Tucker Hentz (Geologist)
Tucker F. Hentz is a Research Associate at the Bureau of Economic Geology, The University of Texas at Austin. His technical expertise is siliciclastic sedimentology and sequence stratigraphy, specializing in basin-scale depositional architecture and facies relations. Mr. Hentz has experience in sandstone petrography, particularly of tight-gas reservoirs; regional-scale geologic mapping of continental strata, Gulf Coast hydrocarbon trends and volumetrics, and field- and subsurface-based lithostratigraphic and sequence-stratigraphic analysis. Mr. Hentz has worked for the Bureau of Economic Geology for 17 years on a variety of research projects. Prior to joining the Bureau, he worked for Exxon Company U.S.A. in New Orleans, Louisiana, as an exploration geologist.

Hongliu Zeng (Geophysicist)
Dr. Hongliu Zeng is a Research Scientist at the Bureau of Economic Geology, The University of Texas at Austin. His technical expertise is in seismic sedimentology, 3-D seismic modeling, seismic stratigraphy, reservoir characterization, and special processing and seismic attributes application. Dr. Zeng has been at the BEG for 2 years and has been a seismic interpreter for several reservoir characterization projects. His previous experience includes 4 years of teaching and research at the Petroleum University at Beijing and 3 years of research, exploration, and interpretation at Texaco, Inc.

Bob Barba (Petrophysicist)
Bob has been a senior petrophysical advisor at the Bureau of Economic Geology since 1996. His primary technical expertise is the integration of petrophysical information with the reservoir engineering and completion engineering disciplines.

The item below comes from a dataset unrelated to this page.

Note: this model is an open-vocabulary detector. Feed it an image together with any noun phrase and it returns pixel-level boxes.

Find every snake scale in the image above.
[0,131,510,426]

He was a Distinguished Lecturer for the Society of Petroleum Engineers in1995-1996 and a SPE Speaker's Bureau Speaker from 1995 through 1997. He is the primary author of the top industry short course on the use of petrophysics in hydraulic fracture optimization, with over 2000 attendees from over 100 companies attending to date. His industry experience includes engineering and technical management positions with Schlumberger and President of an exploration and production company. He has authored 25 technical papers on the integration of petrophysics with reservoir and completion engineering. He has a B.S. from the United States Naval Academy and has a M.S. from the University of Florida.

Mark H. Holtz (Reservoir Engineer)
Mark H. Holtz is a reservoir engineer with over 15 years of reservoir-characterization experience at the Bureau of Economic Geology. His expertise is integration of geology and engineering in both carbonate and sandstone oil and gas reservoirs. He has authored or co-authored 14 University of Texas Monographs, 45 technical papers, and 31 abstracts on reservoir characterization. His engineering experience has been broadly applied in primary and secondary oil and gas projects throughout Texas, as well as siliciclastic successions in the Australian Cooper and Eromanga Basins; various basins in Venezuela, Argentina, and Mexico; and the Vienna Basin of Austria. He has taught more than 15 short courses (in-house oil company courses, public continuing education, and DOE technology transfer courses). He holds a B.S. in geology from the University of Wisconsin, Madison, and a B.S. in Petroleum Engineering from The University of Texas at Austin. He serves as a reservoir engineering technical editor, was the secretary of the Austin chapter for the Society of Petroleum Engineers, and is a registered professional engineer with the state of Texas.

Dallas B. Dunlap (Geologist)
Dallas has been employed by the Bureau of Economic Geology since 1996. His expertise is in subsurface mapping and geologic/petrophysical modeling. Dallas has been involved with multiple domestic and international reservoir characterization projects. Many of these projects were in Venezuela, on- and offshore, as well as Austria, and the Gulf of Mexico. He gives inhouse software training classes and gives software workflow guidance to many of the Bureau's projects. He acts as the system administrator to the UNIX geologic applications and helps with technical support. Dallas is also a member of the Bureau's 3D Visualization team, which uses emerging computer technologies to present geologic models and data in a virtual cave environment. He has a B.S. in Geological Sciences from The University of Texas at Austin.